Dans le Canon Étroit de l'Église Orthodoxe Éthiopienne, la Sagesse de Salomon est un livre canonique incontestable, répertorié parmi les cinq 'Livres de Salomon', à côté des Proverbes (divisé en Messale et Täagsas), de l'Ecclésiaste et du Cantique des Cantiques. Dans les traditions Catholique et Orthodoxe Orientale, il est considéré comme deutérocanonique, tandis que dans le Protestantisme, il est classé comme apocryphe.
Sagesse de Salomon
Chapitre 10 — La Sagesse Protégea les Justes d'Adam à Moïse
Elle protégea le premier père du monde, qui avait été formé seul, et elle le délivra de sa transgression.
Elle lui donna le pouvoir de dominer sur toutes choses.
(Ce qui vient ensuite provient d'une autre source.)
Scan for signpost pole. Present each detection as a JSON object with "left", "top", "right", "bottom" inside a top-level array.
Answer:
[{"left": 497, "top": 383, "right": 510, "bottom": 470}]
Mais, quand l'impie se fut éloigné d'elle dans sa colère, il périt parce qu'il tua son frère dans un accès de fureur.
La terre ayant été submergée à cause de lui, la sagesse la sauva de nouveau, en conduisant le juste sur un bois fragile.
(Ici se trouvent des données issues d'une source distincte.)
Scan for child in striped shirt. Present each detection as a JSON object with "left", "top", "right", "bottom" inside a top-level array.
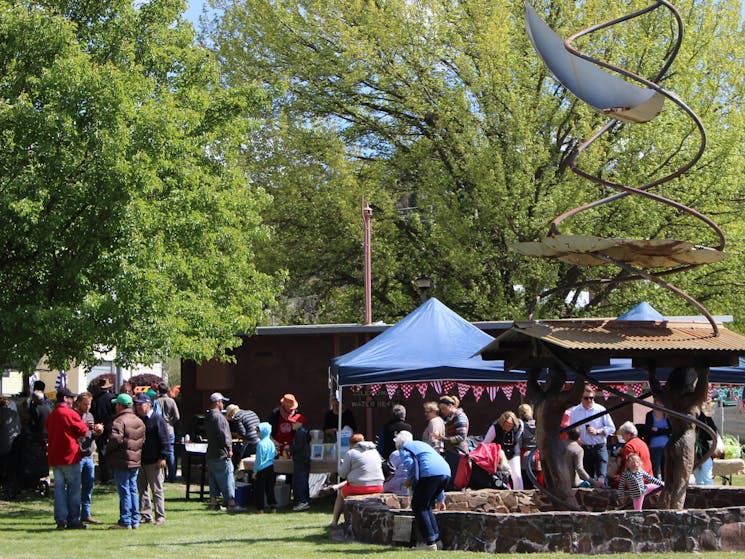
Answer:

Quand les nations, unies dans le mal, eurent été confondues, elle reconnut le juste, le conserva sans tache devant Dieu, et le maintint ferme dans sa tendresse filiale.
Elle délivra le juste du milieu des impies qui périssaient, en le sauvant du feu qui descendit sur les cinq villes.
Leur méchanceté est encore attestée par une terre dévastée qui fume sans cesse, et par des arbres qui portent des fruits trop tard mûrs, et par une statue de sel qui se dresse en souvenir d'une âme incrédule.
Car, parce qu'ils ont méprisé la sagesse, ils ont non seulement été privés de la connaissance du bien, mais ils ont encore laissé aux hommes un monument de leur folie, afin que leurs fautes ne pussent être cachées.
Mais la sagesse a délivré de leurs maux ceux qui la servaient.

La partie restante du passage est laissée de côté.